Regardless of the means to accomplish the worldwide recognition of Yahweh as the only true God, it did not happen through the nation of Israel. This failure required another approach, and Christians believe it is through Jesus as Messiah of Israel. Simeon took Jesus in his arms and praised God saying, for my eyes have seen your salvation, which you have prepared in the presence of all peoples, a light for revelation to the Gentiles and for glory to your people Israel.” Luke 2:30-32

John the Revelator picks this up and declares “The nations will walk by this light [Jesus] and the kings of the earth will bring their glory into it .” Rev. 21:24

It appears that neither Israel, Luke, or the Revelator got it right (John anticipating it happening in his lifetime). Now some 2,000 years since the Jesus movement began, can we say that the church got it right? One might even dare to ask, Has God another plan in mind? Given God’s ability to change direction due to facts on the ground[3], we can only surmise and for some of us, even hope.

FOOTNOTES

[1] Norman K. Gottwald, All the Kingdoms of the Earth: Israelite Prophecy and International Relations in the Ancient Near East (New York: Harper & Row, 1964) 344.

[2] John N. Oswalt, The Mission of Israel to the Nations, Through No Fault of Their Own? The Fate of Those Who Have Never Heard, W. V. Crockett and J. G. Sigountos, eds. (Grand Rapids: Baker, 1991) 95.
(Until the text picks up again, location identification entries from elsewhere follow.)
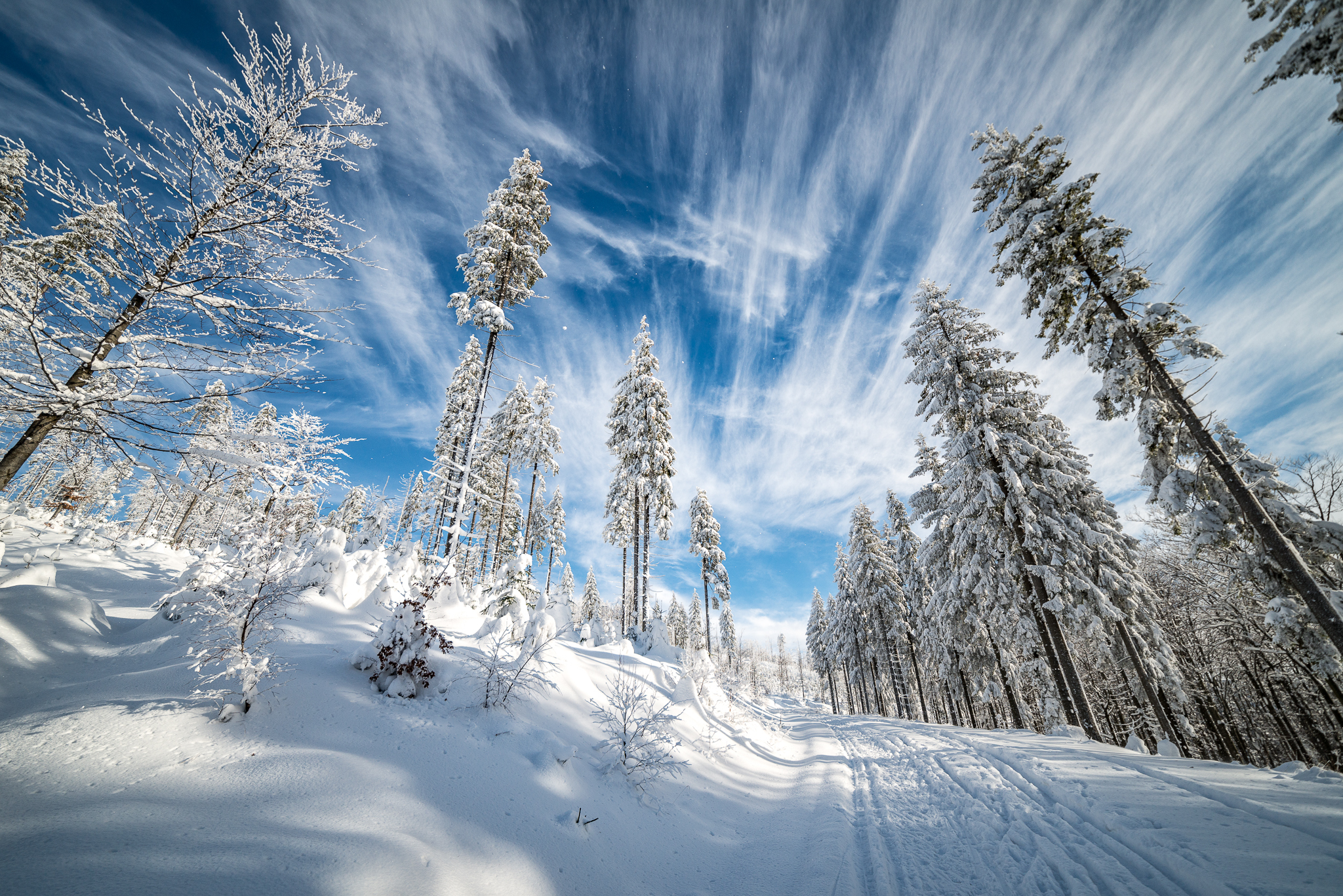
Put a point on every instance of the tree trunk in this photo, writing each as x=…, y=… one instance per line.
x=460, y=499
x=704, y=577
x=644, y=600
x=186, y=518
x=1066, y=671
x=45, y=422
x=898, y=673
x=1075, y=682
x=1281, y=551
x=1012, y=695
x=550, y=567
x=848, y=687
x=913, y=659
x=634, y=583
x=1131, y=648
x=970, y=701
x=527, y=527
x=1052, y=659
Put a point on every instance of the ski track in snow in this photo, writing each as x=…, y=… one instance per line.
x=948, y=810
x=115, y=781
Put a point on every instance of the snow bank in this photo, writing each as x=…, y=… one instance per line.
x=41, y=574
x=113, y=771
x=41, y=623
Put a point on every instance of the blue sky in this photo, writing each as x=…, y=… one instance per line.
x=767, y=183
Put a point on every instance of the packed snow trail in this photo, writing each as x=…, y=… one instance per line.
x=115, y=779
x=948, y=810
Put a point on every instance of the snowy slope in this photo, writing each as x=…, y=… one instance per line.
x=113, y=779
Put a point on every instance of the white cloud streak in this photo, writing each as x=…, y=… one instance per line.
x=767, y=183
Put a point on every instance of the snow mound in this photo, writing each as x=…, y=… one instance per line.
x=41, y=574
x=39, y=623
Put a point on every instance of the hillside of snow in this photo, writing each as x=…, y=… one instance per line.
x=116, y=778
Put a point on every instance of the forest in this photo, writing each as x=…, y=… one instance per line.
x=164, y=321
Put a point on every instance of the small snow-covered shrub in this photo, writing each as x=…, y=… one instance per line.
x=638, y=741
x=399, y=650
x=506, y=672
x=238, y=605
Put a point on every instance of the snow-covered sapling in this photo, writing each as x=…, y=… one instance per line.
x=238, y=609
x=401, y=648
x=506, y=672
x=638, y=738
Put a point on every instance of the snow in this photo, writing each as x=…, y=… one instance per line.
x=115, y=778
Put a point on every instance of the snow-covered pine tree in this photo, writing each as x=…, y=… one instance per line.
x=853, y=631
x=569, y=598
x=1317, y=51
x=591, y=600
x=1012, y=494
x=875, y=583
x=412, y=503
x=677, y=622
x=903, y=549
x=694, y=634
x=704, y=543
x=451, y=440
x=539, y=442
x=641, y=440
x=553, y=540
x=294, y=465
x=206, y=476
x=500, y=270
x=818, y=645
x=504, y=437
x=622, y=499
x=727, y=634
x=220, y=208
x=1087, y=297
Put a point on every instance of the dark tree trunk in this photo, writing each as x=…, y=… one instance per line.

[3] Richard Elliot Friedman in The Disappearance of God details how God moved from relating to all of humanity, en mass, and failing, to destroying this first effort in the flood and starting over with one person, Abraham. The experiment with Israel failed, and God gradually disappears from history. He ends with the inevitability of the death of God emerging in modern times. I see, instead, starting over with Jesus which, to date, seems to be no more successful than was Israel in bringing the world to Yahweh.